152. — Du roman poétique

Bien évidemment, dans la classification des genres, roman et poésie s’opposent. Il n’est pas rare, cependant, que d’aucuns trouvent tel ou tel roman « poétique ». Qu’est-ce à dire ?

Le roman est une histoire inventée – « un récit fictif », disent nos bons dictionnaires.
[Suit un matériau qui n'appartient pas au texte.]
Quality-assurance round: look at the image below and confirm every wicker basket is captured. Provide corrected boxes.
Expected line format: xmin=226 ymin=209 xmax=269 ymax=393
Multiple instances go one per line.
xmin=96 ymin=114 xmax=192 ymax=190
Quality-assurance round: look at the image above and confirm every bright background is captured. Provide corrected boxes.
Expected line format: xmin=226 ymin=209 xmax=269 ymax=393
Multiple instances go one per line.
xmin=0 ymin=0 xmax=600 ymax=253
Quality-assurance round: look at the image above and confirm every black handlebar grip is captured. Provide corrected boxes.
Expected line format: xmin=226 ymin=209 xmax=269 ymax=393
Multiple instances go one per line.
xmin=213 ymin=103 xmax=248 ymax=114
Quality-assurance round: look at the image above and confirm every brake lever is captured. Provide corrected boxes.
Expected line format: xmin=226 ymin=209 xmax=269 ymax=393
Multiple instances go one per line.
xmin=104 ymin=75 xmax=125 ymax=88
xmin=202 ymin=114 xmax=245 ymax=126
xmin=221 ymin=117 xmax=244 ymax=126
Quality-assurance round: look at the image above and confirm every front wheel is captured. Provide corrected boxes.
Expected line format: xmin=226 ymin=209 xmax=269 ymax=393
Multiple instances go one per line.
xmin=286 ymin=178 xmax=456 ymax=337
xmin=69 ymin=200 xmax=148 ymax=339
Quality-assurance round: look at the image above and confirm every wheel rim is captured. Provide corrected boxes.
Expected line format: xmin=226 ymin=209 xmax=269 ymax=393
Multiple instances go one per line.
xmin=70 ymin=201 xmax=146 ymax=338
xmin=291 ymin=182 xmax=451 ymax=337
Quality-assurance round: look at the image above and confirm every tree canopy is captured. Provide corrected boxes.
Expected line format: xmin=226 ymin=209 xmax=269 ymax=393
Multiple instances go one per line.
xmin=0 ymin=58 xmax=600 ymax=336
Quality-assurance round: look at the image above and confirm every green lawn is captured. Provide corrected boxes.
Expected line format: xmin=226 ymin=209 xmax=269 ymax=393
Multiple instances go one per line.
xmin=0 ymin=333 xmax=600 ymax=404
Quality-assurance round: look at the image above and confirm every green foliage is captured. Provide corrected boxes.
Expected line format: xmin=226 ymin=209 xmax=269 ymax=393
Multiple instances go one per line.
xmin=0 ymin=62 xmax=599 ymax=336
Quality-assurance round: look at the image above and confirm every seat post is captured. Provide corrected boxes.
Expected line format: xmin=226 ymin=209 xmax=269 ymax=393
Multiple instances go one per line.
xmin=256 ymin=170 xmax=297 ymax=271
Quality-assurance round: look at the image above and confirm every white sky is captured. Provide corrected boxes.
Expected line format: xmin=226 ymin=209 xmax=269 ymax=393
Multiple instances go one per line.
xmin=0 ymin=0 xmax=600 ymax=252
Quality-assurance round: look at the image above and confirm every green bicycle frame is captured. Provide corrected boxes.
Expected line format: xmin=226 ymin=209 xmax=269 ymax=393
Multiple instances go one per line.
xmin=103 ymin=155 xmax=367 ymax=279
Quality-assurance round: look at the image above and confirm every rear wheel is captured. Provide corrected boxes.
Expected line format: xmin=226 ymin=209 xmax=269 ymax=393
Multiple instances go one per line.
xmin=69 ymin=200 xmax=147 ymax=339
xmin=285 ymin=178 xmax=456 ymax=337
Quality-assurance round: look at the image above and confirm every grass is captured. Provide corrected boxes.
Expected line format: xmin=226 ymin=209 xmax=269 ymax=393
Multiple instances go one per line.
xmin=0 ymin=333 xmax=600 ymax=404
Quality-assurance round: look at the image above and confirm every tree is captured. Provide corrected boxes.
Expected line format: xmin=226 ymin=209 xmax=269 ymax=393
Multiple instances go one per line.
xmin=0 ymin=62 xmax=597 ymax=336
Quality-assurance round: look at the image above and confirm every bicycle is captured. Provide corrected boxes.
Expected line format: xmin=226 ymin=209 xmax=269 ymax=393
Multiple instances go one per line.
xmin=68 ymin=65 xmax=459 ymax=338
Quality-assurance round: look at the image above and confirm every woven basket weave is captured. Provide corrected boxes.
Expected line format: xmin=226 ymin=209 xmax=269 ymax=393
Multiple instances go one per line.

Et il est vrai que même une fiction autobiographique (une autofiction, dit-on communément), même si elle se rapproche du vécu de l’auteur, de sa vie même, de sa réalité, doit être vue comme pure invention ; elle est transposition du réel, non le réel même. Bref, le roman est subterfuge et mensonge. La poésie relève d’un tout autre ordre ; elle fait vibrer l’esprit et quelquefois l’âme par les moyens qu’elle utilise pour toucher la sensibilité ; elle parle aux fibres du plus intime de l’être. Ainsi, les possibilités dont elle dispose et qu’elle met en œuvre donneraient à penser que la poésie, contrairement au roman, approche de très près la vérité – une certaine vérité de l’être. Donc roman et poésie du point de vue du genre s’opposent bel et bien.

Il semble cependant juste de dire que certains romans, vus sous un certain angle, sont d’essence poétique ou, pour le moins, présentent des aspects poétiques. Ce qui permet, parfois, de les dire tels, c’est d’une part l’ampleur des passages descriptifs (Le Grand Meaulnes) ; c’est d’autre part, l’élévation des sentiments dans une sorte de délicatesse (Le Lys dans la Vallée) ; c’est aussi une certaine écriture, un certain langage raffiné (La Princesse de Clèves) qui peut donner à penser que l’on se rapproche d’aussi près que possible d’une certaine vérité. C’est ainsi que les retours sur l’enfance (les « verts paradis »), l’évocation de la fuite du temps, une description lyrique de la nature, une tonalité nostalgique, peuvent élever le roman au niveau du texte poétique (le poème en prose). Encore faudrait-il préciser qu’un roman est rarement poétique d’un bout à l’autre. S’il comporte des passages, voire des pages poétiques, il est rarement poétique en son entier.

Ainsi donc, le roman devient poétique dès lors qu’il quitte son registre habituel (l’univers bassement humain) pour s’élever vers les sphères supérieures où la délicatesse règne.
A la condition toutefois que l’écriture précise, soignée, élégante, voire imprégnée d’un certain classicisme, nous élève au niveau de ce qui contribue à faire la spécificité du langage poétique.